The elder brothers' room, littered with all manner of
high-minded detritus,
remains untouched at the end of the hall, like a
shrine. For all
Salinger's earnest faith in the Buddhist solution, Franny and
Zooey's talk of Bodhi
somehow comes out wistful, esoteric and soft. They are
'50's kids, trying on
exotic garb. There's a gentle humor and a fondness for
the characters and their
yearnings, their crises, their illusions and
disillusionment. What a
difference forty-odd years and one radical cultural
transposition make. The
Iranian rendering of Salinger's characters might be
recognizable to someone
intimately familiar with the stories, but it's wholly
inverted in tone and
temperament. The opening half-hour -- that devoted to
the Pharsi Franny, here
called Pari -- is overwhelmingly strident and
hysterical, as Pari pours
forth all her feverish disquiet to her smug,
self-absorbed and
thoroughly baffled boyfriend.Looking around the Hawaii
Theater, where most of
the audience probably has little awareness of this
film's adapted source,
you've got to wonder: do they have any idea what's
going on here? Can this
film work on it own? In some ways, it can.
PARI makes the most of
the beauty of its star, Niki Karimi, whose luminous face
projects all the youthful intensity and determined questing of
her character.
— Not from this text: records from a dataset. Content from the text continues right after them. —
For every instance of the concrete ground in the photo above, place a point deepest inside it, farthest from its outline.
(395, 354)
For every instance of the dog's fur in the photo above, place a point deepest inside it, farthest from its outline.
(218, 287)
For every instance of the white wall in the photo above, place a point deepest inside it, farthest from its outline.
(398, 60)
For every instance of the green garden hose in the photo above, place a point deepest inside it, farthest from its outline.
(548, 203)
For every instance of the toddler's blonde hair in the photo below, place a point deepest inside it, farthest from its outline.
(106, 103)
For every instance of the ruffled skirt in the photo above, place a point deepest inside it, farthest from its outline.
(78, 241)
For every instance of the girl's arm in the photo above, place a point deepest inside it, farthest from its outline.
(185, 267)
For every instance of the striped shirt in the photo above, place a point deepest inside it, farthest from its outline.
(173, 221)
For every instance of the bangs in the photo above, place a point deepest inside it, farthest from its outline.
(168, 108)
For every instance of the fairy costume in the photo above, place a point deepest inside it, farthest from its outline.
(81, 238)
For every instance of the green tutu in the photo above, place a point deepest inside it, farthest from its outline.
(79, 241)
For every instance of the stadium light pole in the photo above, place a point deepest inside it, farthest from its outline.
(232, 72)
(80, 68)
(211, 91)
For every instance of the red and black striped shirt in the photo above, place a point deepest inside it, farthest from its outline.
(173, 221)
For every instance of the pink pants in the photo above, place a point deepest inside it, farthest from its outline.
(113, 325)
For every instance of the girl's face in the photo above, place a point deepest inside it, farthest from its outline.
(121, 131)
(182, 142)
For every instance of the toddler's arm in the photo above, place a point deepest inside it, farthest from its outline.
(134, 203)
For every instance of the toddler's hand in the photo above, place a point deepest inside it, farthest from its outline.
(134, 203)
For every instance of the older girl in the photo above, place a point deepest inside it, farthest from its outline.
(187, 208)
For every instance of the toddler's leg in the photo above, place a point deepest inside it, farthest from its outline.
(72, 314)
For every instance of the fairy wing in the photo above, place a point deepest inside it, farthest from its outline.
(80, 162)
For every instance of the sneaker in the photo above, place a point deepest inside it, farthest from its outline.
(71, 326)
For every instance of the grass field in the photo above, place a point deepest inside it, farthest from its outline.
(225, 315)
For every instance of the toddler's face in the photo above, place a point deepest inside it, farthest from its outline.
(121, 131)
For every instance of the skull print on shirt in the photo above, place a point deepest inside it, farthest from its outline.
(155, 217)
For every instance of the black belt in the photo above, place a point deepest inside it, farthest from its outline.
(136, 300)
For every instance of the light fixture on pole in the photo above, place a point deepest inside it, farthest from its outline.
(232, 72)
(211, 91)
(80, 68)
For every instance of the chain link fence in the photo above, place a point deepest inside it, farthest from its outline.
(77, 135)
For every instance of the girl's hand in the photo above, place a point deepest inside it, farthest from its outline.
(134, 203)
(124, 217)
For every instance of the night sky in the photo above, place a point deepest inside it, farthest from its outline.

Khosro Shakibai, the AK 47 toting Zooey, who
glides between bruising dogma and mischief, brings some of
Salinger's sly humor back to the film. It comes as
welcome relief. The
scenes between Shakibai and his mother perhaps come
closest to the spirit of
the original, and the shift in tone helps give the
film some balance.
Writer/director Darkish Mehrjui has chosen to incorporate
another Salinger Glass
family story, "A Perfect Day for a Banana Fish" into
PARI, and the scenes of
Seymour's suicide -- seen once in flashback and again
in a non-linear episode
-- give a little dramatic heft to an otherwise talky,
abstract film. But in
PARI, the quiet suicide of a intellectual melancholic
is again given a spin
that is both more fierce, visual and visceral, and less
in keeping with the
author's tone of gentle desperation. Assad (Seymour)
dowses himself in
gasoline, lies down placidly on his bed and immolates
himself. It's a
transposition that best sums up what's both interesting and
overwhelming about this
film: the heat is there, but it's too often a scorcher.
Niki, who took the Best
Actress prize at the San Sebastian Film Festival, translated the
Salinger stories into Pharsi. "He has something in common with
Herman Hesse," she said. "They are both interested in human
beings more than story." So too PARI. Essential a portrait of
youth in search of meaning and identity beyond the sometimes
suffocating confines of family, PARI pays less attention to
narrative drive, and so frequently bogs down in circular
philosophical
conundra that, for two
hours, can have the same effect as a late-night college bull
session. And nobody thinks that's all that interesting.